No soy ningún experto en estudios bíblicos y mucho menos aún en exégesis bíblica. Sí que quiero manifestar que el Evangelio me resulta cada vez más fascinante. Procuro leerlo con asiduidad, por poco que pueda lo hago cada día, para dedicar después algunos minutos a la reflexión.
Una lectura pausada y serena del Evangelio; hecha fundamentalmente y sobre todo desde el corazón. Pero no en el sentido de hacerlo confiando más en el sentimiento que en la razón; sino esforzándome por descubrir en él cada día y en cada instante la realidad concreta de mi persona frente a la sociedad y a la Iglesia del momento.
Por ello, nadie puede acercarse al libro que tiene entre las manos buscando, por ejemplo, datos históricos sobre Jesús o sobre su actuación, mientras recorría la Judea y la Galilea de hace veinte siglos. ¡Lejos de mí precisamente semejante pretensión!
És fácil, por tanto, que alguien pueda observar como fragmentos semejantes llevan a manifestaciones diferentes. Solamente se explica desde lo que acabo de puntualizar: la palabra del Evangelio siempre nueva y viva que responde de manera concreta a las situaciones y a las circunstancias que puede uno estar viviendo en un momento también concreto.
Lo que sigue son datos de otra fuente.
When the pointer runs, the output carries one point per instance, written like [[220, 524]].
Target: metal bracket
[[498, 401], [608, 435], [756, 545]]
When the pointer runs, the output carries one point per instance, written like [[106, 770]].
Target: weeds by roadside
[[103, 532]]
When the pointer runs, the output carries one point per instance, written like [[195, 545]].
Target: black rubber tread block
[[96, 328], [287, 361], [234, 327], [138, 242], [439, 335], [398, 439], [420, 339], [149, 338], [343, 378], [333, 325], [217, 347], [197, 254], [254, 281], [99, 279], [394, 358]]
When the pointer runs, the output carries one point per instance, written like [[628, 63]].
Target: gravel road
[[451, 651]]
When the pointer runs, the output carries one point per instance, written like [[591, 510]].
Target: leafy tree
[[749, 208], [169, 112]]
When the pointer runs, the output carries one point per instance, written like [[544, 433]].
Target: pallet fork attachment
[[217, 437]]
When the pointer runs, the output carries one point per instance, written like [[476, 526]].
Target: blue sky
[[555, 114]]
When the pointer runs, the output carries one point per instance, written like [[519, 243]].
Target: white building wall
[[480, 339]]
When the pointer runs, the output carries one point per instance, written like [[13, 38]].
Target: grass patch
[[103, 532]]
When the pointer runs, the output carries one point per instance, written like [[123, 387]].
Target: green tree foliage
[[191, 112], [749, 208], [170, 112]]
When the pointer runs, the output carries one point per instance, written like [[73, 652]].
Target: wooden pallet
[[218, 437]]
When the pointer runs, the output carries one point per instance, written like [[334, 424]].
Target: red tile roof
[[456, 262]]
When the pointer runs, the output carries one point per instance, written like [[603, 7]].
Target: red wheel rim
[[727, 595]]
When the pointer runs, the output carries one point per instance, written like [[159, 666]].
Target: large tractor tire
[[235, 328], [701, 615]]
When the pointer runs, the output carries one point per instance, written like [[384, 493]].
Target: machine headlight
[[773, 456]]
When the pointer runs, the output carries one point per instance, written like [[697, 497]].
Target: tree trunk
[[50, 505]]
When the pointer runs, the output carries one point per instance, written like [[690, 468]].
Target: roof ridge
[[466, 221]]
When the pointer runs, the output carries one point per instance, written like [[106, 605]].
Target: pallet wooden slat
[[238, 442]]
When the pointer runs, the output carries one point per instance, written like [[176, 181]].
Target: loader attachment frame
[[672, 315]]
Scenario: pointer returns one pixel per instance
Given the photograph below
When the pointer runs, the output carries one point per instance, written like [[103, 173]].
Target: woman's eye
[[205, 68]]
Así pues, no se trata de algo que siempre tiene que ser lo mismo para toda persona y en todo momento. Todo lo contrario; pues ahí radica precisamente la gran riqueza del proyecto de Jesús, cuya interpelación es diferente para cada persona y según el momento en que ésta se encuentra. Sin que ello lleve a nadie a pensar que estamos ante un relativismo, producto en este caso de un sentimentalismo alejado, en cierta manera, de la crítica más elemental.